Bangladesh opposition leader Khaleda Zia yesterday proclaimed her innocence on the eve of a verdict that authorities fear could spark violence if the former prime 
minister is jailed for corruption.
Police have banned street protests and rounded up what opposition figures say is thousands of their supporters in a crackdown ahead of today’s court 
ruling in the capital Dhaka.
A guilty verdict could prevent Zia, a former ally turned arch-nemesis of Prime Minister Sheikh Hasina, from contesting a general election slated for 
December.
Prosecutors are seeking life imprisonment for Zia – a two-time former prime minister and head of the Bangladesh Nationalist Party – for allegedly embezzling 21mn taka ($252,000) through a charity trust fund.
On the eve of the verdict the 72-year-old decried the charges as “false” and insisted “not a penny” had been stolen.

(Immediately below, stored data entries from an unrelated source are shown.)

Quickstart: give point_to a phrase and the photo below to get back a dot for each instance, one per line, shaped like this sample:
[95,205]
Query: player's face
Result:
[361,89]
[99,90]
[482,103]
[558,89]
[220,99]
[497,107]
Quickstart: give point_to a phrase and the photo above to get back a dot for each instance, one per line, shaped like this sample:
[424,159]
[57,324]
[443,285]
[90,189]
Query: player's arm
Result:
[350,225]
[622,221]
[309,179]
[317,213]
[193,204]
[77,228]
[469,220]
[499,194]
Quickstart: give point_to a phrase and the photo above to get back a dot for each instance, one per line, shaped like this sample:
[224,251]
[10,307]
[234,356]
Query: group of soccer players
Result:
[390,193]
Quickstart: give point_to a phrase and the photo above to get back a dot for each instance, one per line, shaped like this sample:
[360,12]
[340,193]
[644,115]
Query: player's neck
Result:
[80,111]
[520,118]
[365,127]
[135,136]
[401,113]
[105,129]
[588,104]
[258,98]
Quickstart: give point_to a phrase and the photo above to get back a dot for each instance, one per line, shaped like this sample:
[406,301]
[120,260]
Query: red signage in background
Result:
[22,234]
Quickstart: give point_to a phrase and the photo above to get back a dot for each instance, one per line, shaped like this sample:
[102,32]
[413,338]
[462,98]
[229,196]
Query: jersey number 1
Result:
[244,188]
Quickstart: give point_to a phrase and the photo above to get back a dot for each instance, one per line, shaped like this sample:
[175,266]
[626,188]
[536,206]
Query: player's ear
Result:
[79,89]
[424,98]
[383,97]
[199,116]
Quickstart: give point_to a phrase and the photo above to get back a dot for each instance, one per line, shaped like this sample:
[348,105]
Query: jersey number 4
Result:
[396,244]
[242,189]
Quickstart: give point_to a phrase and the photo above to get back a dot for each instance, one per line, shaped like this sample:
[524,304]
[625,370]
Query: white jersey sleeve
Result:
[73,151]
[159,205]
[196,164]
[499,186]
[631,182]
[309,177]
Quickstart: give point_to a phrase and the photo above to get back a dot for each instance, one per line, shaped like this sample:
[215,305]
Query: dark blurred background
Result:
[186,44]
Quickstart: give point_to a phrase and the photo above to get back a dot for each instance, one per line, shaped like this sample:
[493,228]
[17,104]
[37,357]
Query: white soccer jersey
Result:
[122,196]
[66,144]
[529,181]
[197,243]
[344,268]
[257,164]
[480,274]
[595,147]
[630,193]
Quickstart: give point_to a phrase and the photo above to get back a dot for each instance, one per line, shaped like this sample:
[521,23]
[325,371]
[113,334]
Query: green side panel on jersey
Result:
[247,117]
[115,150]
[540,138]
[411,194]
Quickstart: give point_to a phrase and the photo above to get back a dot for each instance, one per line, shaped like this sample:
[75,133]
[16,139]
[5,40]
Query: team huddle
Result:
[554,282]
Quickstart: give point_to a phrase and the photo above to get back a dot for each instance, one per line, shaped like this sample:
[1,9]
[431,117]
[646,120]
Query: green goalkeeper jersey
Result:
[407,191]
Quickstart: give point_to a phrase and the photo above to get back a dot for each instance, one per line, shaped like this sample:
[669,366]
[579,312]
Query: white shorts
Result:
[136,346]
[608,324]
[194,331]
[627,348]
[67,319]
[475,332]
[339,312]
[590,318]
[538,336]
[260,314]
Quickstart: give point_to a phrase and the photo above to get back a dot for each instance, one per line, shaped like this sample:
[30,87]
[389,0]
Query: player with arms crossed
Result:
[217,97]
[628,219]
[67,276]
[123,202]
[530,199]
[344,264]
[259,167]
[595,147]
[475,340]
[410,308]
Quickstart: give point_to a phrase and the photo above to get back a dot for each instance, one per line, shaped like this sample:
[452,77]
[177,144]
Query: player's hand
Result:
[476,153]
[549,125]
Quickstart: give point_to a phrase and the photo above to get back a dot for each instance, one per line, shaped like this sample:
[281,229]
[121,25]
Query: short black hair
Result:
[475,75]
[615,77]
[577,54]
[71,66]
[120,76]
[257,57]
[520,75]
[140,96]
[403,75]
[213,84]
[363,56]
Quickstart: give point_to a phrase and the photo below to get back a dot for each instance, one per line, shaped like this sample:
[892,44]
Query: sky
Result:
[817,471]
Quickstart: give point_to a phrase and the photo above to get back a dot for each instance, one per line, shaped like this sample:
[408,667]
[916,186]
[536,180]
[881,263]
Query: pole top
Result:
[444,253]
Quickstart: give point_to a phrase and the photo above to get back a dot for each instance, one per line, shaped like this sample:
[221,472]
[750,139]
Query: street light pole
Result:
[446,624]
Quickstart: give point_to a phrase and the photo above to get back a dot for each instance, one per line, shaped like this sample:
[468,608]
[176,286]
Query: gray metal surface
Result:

“This is an attempt to use the court against me, in an effort to sideline me from politics and elections and to isolate me from the people,” Zia told a packed news conference.
“I am ready to face all outcomes. I am not afraid of jail or punishment. I am not going to bow down my head.”
Her party’s spokesman Rizvi Ahmed told AFP that “approximately 3,500” opposition activists and officials had been arrested in a sweep by police and other security forces.
A former minister has been detained and a senior official has vanished, raising fears that security forces could be “disappearing” key opposition figures in the lead-up to the verdict.
The national police chief described the arrests as “routine work”. 
Political demonstrations by Zia’s centre-right BNP and its Islamist allies in 2014 and 2015 left nearly 200 people dead.
The BNP boycotted 2014 polls in which Hasina was re-elected but is expected to contest the upcoming general election.
Zia faces dozens of separate charges related to violence and corruption.
Her son Tarique Rahman, who is in exile in London, is a co-defendant in the case. He was convicted of money-laundering in 2016.
Last month prosecutors sought the death penalty for Rahman over his alleged role in a deadly 2004 grenade attack that injured Hasina.